The findings of this study represent an opportunity for identifying subjects with PC or a high-risk of developing PC. Consider, for example, current CRC screening guidelines, which suggest that the benefit of identifying early-stage CRC (i.e. the increase in 5-year survival) via endoscopic examination in an asymptomatic population with an incidence rate of 0.05% [
54] outweighs the combined risks of complications from endoscopy and late-stage detection mortality. Given the current PC incidence rate of approximately 9.5/100,000 (0.0095%), a blood test with 95% specificity and sensitivity approaching 90% would yield a PC detection rate of approximately 8.6 per 5000 positive tests, or 0.17%. This represents an 18-fold increase in PC risk over average-risk subjects given a positive PC-594 test, and a 3-fold higher incidence rate than the current incidence considered sufficient for colonoscopy-based screening of CRC in the general population. Considering the high mortality rate of late-stage detection, the benefits of endoscopic screening in a small population of high-risk subjects with low PC-594 levels becomes obvious.

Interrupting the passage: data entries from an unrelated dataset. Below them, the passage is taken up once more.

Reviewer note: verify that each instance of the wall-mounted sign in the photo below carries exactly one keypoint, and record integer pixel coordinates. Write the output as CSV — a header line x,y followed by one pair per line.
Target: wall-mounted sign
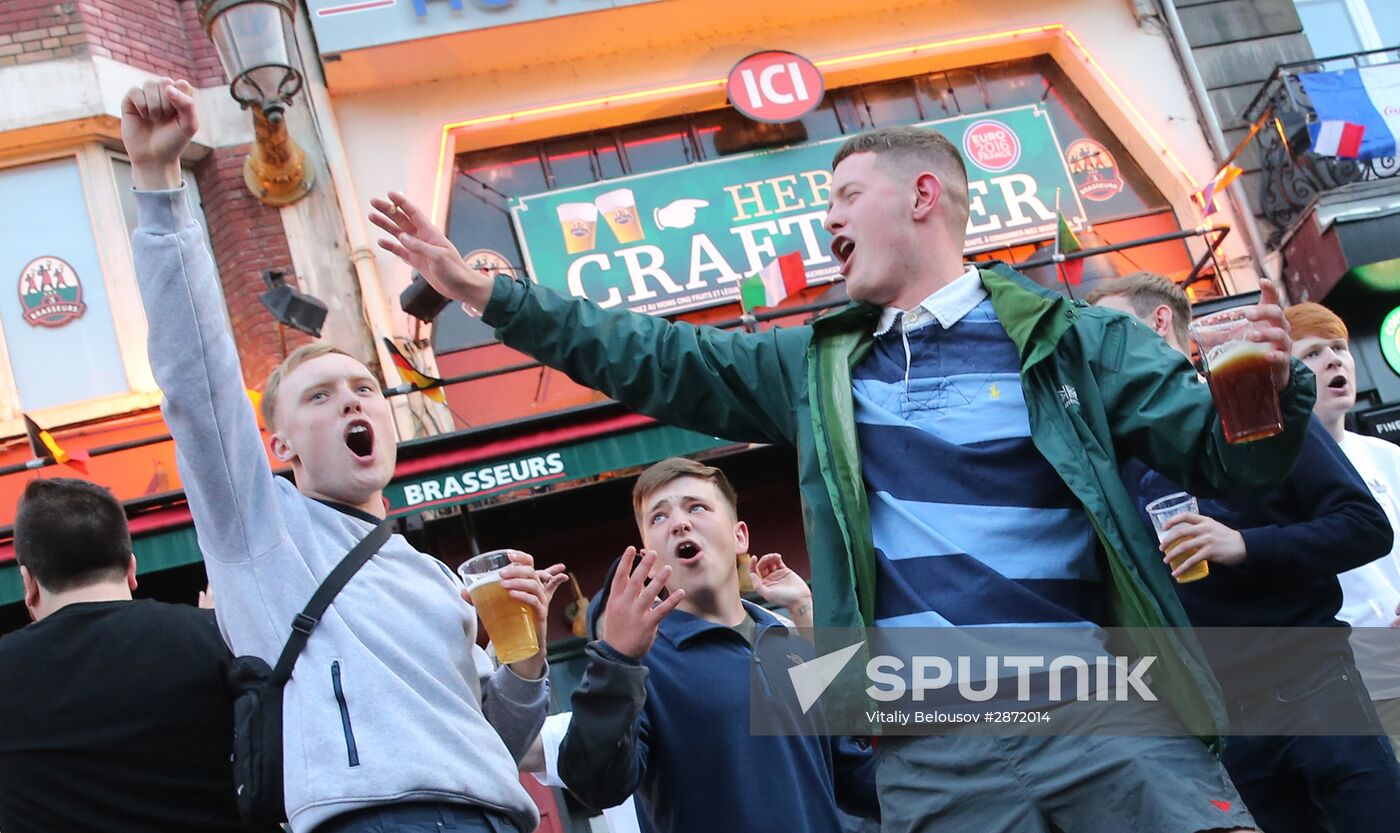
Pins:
x,y
494,478
682,238
51,293
1095,172
1390,339
776,87
343,25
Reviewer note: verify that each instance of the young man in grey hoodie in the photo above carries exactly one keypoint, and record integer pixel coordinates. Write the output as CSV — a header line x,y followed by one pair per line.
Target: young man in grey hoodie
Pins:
x,y
387,723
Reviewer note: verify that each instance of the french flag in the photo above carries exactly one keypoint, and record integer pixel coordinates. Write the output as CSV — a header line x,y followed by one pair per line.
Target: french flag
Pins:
x,y
1358,111
1339,139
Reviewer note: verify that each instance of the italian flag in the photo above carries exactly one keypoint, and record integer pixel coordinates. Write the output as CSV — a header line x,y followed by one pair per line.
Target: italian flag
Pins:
x,y
776,282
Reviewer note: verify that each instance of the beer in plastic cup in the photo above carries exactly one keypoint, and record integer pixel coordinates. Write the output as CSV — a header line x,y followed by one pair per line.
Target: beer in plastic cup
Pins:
x,y
580,224
619,207
1241,377
1165,508
507,620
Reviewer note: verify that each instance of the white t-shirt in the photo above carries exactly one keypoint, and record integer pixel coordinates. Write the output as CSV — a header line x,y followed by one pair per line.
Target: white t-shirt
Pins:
x,y
1371,592
618,819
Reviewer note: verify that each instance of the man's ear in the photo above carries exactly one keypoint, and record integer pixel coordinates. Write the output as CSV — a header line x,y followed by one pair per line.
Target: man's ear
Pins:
x,y
927,189
31,590
741,536
1162,321
282,450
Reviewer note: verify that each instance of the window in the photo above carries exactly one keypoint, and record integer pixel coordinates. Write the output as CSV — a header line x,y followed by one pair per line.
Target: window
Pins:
x,y
72,332
1341,27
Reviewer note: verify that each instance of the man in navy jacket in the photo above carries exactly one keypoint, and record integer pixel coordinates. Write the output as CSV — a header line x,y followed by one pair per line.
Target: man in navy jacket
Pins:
x,y
664,706
1274,560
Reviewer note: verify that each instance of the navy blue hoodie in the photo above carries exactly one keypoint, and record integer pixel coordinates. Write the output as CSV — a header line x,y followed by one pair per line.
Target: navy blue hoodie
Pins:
x,y
674,728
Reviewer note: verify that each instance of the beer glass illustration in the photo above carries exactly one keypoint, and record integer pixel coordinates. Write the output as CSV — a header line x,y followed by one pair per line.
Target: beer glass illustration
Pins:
x,y
619,209
1242,381
580,224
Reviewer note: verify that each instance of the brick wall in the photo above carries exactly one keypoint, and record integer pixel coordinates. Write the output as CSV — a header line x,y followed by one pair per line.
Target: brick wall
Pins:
x,y
248,238
39,30
161,37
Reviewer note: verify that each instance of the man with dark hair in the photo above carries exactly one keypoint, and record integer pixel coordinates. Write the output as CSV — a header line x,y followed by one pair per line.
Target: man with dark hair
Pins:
x,y
958,433
1152,298
1274,557
115,711
662,703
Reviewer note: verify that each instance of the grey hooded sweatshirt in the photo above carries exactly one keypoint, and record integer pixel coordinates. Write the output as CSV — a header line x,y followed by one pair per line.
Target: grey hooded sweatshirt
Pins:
x,y
385,704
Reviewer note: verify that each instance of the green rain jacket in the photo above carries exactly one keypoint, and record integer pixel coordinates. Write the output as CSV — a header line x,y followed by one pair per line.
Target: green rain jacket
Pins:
x,y
1099,388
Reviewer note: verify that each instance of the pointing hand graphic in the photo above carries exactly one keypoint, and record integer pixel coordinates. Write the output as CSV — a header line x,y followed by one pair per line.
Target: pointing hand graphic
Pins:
x,y
678,214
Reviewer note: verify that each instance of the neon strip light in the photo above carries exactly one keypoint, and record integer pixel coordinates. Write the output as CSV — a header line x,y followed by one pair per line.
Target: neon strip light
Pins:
x,y
366,6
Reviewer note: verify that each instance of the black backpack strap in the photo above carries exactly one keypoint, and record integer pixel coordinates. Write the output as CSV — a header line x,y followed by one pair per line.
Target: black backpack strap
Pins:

Improved clinical benefit was further supported by the results of decision curve analysis, which showed significant net clinical benefit above all p
t
’s greater than 10% compared to screening all subjects with EUS, which was not surprising given the high discriminating ability of PC-594. The results of our studies clearly implicate a circulating reduction of PC-594 in PC, and establish the foundation for designing future prospective trials to determine the net clinical benefit of PC-594 screening in the true average-risk population.
Competing interests
Shawn Ritchie, Wei Jin, Elodie Pastural, Tolulope Sajobe, Dushmanthi Jayasinghe, Bassirou Chitou and Yasuyo Yamazaki were paid employees of Phenomenome Discoveries, Inc. Dayan Goodenowe is a director of Phenomenome Discoveries, Inc. The other authors of have no competing interests. Phenomenome Discoveries, Inc. financed the publication costs of this paper. Part of the results discussed in this paper have been provisionally filed for patent (U.S. application number 13/499,369).
Authors’ contributions
SAR, HA, IT, YY and DBG designed the metabolomic studies. SAR and DBG were the primary authors. IT, HE, HN, MM, YD and MM were responsible for the Japanese trial design, patient enrollment, clinical data management and interpretation of findings. SAR and EP performed multivariate statistics and analysis of FI-FTICR-MS and FI-TQ-MS/MS data. BC and TTS performed the Random Forest, jitter plots, ROC and clinical performance statistical analyses. TTS performed the calibration and decision curve analysis. DJ and WJ developed the FI-TQ-MS/MS assays. TW was responsible for the USA Caucasian study design and blinded analysis. All authors had input, read, and agree with the contents of the manuscript. All authors read and approved the final manuscript.